Oversized Black Wool Coat
The definitive Yamamoto garment — an oversized black coat that creates space between body and fabric, allowing the garment to move as an independent architectural form.
No single piece defines Yohji Yamamoto more completely than the oversized black wool coat that has appeared, in variations, across five decades of collections. Crafted from his signature wool wrinkled gabardine — a fabric whose slightly creased surface highlights the natural texture of wool rather than concealing it — the coat hangs from the shoulders in volumes that have nothing to do with the body underneath. The silhouette is closer to shelter than to clothing: a cocoon, an enclosure, a portable room that the wearer inhabits rather than wears. Large hoods or dramatic collars frame the face without constraining it. Buttons or hidden closures run up the front. The draping is exquisite and entirely non-Western, rejecting the tailored silhouette’s insistence on revealing the body’s shape in favor of creating a new shape that belongs to the garment alone.

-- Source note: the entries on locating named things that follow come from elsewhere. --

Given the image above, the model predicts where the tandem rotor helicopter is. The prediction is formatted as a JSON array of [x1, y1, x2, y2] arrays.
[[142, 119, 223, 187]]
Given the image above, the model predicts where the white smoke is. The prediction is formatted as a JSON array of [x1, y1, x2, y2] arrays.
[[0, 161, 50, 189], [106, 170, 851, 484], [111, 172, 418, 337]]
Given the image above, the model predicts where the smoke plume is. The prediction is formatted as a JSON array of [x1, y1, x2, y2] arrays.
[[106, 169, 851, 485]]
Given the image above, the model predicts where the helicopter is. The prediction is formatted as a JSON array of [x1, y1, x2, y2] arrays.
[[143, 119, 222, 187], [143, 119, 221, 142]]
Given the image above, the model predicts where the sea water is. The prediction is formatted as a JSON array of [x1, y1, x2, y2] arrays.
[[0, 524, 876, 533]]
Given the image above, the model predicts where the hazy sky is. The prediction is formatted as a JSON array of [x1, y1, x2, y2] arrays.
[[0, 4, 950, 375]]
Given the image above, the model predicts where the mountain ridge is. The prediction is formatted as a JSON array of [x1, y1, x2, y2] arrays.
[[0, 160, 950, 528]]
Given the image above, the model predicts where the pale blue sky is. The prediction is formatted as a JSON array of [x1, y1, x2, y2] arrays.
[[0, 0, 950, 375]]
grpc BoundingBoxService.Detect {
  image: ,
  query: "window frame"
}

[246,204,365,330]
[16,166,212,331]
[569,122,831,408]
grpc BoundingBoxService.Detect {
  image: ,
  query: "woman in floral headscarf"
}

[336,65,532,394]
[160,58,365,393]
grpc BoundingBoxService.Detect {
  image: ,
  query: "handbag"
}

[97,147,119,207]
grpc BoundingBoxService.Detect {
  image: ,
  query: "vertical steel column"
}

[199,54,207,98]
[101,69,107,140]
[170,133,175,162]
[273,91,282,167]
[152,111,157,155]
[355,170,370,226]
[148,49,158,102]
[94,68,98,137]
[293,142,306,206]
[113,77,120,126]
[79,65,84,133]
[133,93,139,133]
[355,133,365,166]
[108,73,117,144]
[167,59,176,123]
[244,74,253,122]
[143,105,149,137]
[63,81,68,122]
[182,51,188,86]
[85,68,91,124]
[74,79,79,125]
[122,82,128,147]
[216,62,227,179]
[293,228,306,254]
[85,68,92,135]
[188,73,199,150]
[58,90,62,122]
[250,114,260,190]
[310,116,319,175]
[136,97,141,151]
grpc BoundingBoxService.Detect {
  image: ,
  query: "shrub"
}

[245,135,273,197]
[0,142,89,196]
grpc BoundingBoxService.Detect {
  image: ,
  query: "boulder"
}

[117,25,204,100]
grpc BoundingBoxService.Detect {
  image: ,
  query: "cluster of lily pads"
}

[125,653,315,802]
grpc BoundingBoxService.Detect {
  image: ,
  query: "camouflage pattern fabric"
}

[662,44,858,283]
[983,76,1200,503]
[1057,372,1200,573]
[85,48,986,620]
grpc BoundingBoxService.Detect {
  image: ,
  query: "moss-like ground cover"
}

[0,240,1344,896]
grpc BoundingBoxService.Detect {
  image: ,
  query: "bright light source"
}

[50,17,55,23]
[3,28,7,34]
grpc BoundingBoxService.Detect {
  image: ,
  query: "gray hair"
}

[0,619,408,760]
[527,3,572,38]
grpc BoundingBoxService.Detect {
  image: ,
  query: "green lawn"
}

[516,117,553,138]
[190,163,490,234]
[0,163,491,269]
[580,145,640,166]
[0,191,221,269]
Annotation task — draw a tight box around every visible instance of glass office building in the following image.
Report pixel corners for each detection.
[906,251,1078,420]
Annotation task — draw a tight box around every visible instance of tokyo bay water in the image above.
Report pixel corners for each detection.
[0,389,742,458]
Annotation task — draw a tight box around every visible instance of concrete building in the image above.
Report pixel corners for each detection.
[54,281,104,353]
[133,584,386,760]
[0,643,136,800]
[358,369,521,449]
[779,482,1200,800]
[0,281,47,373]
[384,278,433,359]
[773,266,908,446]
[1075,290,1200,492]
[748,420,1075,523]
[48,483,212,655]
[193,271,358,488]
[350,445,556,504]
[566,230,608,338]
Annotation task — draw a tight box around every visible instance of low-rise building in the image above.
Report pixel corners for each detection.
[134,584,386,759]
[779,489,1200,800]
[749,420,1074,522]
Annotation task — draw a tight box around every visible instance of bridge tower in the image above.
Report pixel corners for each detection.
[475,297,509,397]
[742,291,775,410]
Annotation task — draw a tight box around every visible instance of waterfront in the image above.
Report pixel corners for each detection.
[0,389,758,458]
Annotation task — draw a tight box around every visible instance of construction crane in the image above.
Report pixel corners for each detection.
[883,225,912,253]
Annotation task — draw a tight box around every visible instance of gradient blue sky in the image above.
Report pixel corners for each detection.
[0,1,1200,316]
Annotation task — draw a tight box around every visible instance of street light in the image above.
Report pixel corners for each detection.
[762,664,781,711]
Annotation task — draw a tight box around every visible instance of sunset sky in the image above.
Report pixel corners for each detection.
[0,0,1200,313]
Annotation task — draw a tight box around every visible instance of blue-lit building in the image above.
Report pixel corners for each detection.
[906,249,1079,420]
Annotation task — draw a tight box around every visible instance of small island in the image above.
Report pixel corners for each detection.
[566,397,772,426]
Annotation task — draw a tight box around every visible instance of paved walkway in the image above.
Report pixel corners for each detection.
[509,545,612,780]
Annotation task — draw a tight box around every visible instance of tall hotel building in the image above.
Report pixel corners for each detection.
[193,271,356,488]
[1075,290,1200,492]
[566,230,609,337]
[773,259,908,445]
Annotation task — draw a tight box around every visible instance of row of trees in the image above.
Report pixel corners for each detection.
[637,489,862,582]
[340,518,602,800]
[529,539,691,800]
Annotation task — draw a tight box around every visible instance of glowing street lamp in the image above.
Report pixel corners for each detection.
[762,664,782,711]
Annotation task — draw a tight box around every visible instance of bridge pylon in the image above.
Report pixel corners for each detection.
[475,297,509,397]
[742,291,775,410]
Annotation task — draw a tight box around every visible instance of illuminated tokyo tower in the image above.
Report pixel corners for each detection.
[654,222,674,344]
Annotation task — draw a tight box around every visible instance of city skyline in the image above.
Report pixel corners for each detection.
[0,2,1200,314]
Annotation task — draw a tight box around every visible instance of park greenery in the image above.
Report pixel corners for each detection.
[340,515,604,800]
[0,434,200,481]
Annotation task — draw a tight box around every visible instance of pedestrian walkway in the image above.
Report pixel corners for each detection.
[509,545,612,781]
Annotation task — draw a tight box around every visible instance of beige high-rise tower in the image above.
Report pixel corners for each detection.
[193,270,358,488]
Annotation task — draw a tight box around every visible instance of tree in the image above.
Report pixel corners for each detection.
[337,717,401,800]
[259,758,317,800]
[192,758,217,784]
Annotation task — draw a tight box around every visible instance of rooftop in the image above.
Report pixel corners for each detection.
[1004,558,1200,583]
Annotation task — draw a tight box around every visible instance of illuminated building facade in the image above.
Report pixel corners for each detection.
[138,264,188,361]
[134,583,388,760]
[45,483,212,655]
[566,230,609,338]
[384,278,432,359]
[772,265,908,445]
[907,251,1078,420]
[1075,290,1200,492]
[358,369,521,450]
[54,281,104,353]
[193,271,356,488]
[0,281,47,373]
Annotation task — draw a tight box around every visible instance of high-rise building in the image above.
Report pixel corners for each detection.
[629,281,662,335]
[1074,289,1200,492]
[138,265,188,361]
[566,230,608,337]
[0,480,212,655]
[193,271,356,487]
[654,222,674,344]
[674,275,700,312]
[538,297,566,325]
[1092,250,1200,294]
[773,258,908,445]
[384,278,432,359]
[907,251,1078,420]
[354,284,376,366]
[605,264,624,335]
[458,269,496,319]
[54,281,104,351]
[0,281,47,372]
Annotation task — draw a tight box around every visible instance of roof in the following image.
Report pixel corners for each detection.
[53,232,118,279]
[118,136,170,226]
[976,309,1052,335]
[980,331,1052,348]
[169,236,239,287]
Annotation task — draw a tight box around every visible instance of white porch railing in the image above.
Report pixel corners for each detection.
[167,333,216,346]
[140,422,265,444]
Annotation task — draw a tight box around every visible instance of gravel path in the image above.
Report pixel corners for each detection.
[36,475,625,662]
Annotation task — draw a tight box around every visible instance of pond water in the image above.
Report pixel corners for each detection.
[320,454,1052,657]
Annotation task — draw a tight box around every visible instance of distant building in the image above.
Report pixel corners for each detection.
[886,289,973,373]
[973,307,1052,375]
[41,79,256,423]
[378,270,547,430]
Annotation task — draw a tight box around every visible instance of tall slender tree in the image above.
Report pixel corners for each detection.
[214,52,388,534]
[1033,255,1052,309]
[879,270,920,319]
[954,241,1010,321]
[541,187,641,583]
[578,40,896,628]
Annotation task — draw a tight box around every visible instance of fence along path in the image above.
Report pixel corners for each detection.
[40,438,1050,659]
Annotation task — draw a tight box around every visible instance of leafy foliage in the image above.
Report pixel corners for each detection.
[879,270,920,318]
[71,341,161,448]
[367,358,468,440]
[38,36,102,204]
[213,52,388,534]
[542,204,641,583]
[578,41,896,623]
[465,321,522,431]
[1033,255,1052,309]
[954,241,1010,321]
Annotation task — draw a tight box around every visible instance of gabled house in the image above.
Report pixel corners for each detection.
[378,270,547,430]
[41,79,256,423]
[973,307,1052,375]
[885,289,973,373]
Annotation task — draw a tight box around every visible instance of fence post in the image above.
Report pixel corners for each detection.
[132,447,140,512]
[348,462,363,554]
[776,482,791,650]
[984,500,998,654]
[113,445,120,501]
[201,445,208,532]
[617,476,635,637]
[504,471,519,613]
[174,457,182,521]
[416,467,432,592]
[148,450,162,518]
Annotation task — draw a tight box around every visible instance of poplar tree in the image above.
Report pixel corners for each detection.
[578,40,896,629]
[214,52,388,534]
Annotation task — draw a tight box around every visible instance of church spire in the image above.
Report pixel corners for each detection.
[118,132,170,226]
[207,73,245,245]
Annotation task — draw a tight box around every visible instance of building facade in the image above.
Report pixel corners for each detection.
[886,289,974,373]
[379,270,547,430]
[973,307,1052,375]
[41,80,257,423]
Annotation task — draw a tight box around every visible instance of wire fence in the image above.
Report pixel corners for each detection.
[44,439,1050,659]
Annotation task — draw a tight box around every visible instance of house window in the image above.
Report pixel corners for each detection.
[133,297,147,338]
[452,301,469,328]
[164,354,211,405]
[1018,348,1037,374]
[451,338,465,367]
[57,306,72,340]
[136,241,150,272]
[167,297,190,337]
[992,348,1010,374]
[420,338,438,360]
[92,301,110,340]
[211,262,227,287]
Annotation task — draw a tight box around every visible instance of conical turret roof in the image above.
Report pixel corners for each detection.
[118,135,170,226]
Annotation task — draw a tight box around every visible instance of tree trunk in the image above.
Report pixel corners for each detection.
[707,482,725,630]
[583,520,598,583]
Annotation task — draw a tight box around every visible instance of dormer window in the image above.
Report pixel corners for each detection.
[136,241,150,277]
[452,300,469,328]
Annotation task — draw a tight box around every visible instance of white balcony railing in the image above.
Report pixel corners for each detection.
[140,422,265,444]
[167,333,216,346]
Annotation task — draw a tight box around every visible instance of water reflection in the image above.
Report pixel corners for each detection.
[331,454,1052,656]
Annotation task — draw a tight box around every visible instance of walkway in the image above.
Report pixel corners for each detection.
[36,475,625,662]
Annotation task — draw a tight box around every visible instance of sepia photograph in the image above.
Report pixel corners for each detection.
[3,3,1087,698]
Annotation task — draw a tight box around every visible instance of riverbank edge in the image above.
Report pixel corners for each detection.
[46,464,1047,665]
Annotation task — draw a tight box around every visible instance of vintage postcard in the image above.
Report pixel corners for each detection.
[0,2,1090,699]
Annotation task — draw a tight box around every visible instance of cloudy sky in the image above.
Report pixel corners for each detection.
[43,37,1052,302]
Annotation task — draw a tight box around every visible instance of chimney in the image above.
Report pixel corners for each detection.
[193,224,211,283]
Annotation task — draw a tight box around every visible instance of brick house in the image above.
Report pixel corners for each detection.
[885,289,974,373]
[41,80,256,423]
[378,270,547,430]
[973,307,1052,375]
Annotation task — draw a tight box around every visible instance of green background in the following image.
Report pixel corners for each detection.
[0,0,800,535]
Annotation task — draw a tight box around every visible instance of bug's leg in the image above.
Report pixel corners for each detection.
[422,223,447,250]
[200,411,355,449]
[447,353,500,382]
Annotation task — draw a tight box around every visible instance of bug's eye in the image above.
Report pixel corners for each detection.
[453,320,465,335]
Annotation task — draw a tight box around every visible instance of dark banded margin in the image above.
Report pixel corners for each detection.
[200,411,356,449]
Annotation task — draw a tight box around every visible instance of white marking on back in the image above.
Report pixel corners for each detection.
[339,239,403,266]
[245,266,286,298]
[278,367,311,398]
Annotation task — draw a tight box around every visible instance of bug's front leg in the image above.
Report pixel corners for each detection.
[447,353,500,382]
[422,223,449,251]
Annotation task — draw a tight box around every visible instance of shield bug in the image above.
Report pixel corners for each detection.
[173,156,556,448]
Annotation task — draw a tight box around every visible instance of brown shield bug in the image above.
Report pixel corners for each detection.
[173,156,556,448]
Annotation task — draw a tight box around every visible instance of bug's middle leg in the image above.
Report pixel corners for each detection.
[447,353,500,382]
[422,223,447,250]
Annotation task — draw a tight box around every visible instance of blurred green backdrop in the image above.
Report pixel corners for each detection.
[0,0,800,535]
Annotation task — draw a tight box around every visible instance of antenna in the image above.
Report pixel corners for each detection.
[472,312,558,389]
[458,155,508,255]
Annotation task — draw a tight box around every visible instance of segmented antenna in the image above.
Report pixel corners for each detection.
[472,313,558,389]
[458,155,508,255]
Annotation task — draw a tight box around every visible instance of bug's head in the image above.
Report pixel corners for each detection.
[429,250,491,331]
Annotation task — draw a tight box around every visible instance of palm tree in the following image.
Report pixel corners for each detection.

Yamamoto’s greatest contribution to fashion may be the use of black, which he has executed with more conviction and more range than anyone in the history of the discipline. But the oversized coat is the vehicle through which that commitment achieves its fullest expression. The space between body and fabric — the air trapped inside the coat’s generous volume — is not empty but active, a material in its own right that changes as the wearer moves. This approach challenged Western fashion’s fundamental assumption that clothing exists to reveal and accentuate the body, proposing instead that the most beautiful relationship between body and garment is one of mutual independence.
Vintage examples from the 1980s and 1990s range from four hundred to over two thousand dollars through specialist dealers and auction houses. The coat remains in production across Yamamoto’s mainline and Y’s diffusion labels, proof that the most radical garment in his vocabulary is also the most enduring.